Although Maryland has the 3rd highest median household income and the 2nd highest number of primary care physicians per capita in the country, it also ranks 43rd in infant mortality, 28th in obesity prevalence, 31st in diabetes prevalence, 35th in cardiovascular deaths, 32nd in cancer deaths, and 33rd for geographic health disparities. These statistics point to the possibility of significant health disparities within the state which may be due to environmental factors. The Community Engagement, Environmental Justice, and Health (CEEJH) Laboratory is currently performing statistical analyses and spatial analysis using Geographic Information Systems (GIS) to assess spatial distribution of locally unwanted land uses including coal-fired plants, incinerators, Superfund sites, brownfields, leaking underground storage tanks (LUSTs) and other pollution-intensive facilities at the county and census tract level in the state of Maryland to obtain evidence of environmental injustice. The mission of CEEJH is to educate impacted communities about environmental justice and health issues. Through technical assistance and collaboration, communities are empowered to address environmental injustice and environmental health disparities. Our goal is to provide engagement to highly and differentially exposed populations and underserved communities. Additionally, the CEEJH team is exploring using environmental epidemiologic techniques whether or not certain populations are impacted by a “double disparity” being both overburdened by environmental hazards and underserved by access to medical care resources which makes them less resilient to acute and chronic exposures to exposure to environmental contamination and stressors associated with the social environment.
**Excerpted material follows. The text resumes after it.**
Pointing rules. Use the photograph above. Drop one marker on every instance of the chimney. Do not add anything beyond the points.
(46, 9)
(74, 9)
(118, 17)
Using GIS and regression methods, we found that areas with more persons of color and low-income individuals had a higher concentration of Toxic Release Inventory (TRI) facilities, brownfields, and leaking underground storage tanks (LUSTs) In addition, in areas that both hosted a locally unwanted land use and were designated as a medically underserved region, the mean number of poor individuals, persons of color, and individuals with less than high school education were higher than in areas that did not host a locally unwanted land use and did have health care resources.   This research has major implications for developing interventions for overburdened and underserved communities in the region, ensuring that these communities have protections from the cumulative impacts of environmental hazards and poor access to ecologic amenities, and the implementation of equitable development principles that help to make these communities healthier, more sustainable, and resilient to chronic and acute environmental stressors and phenomena.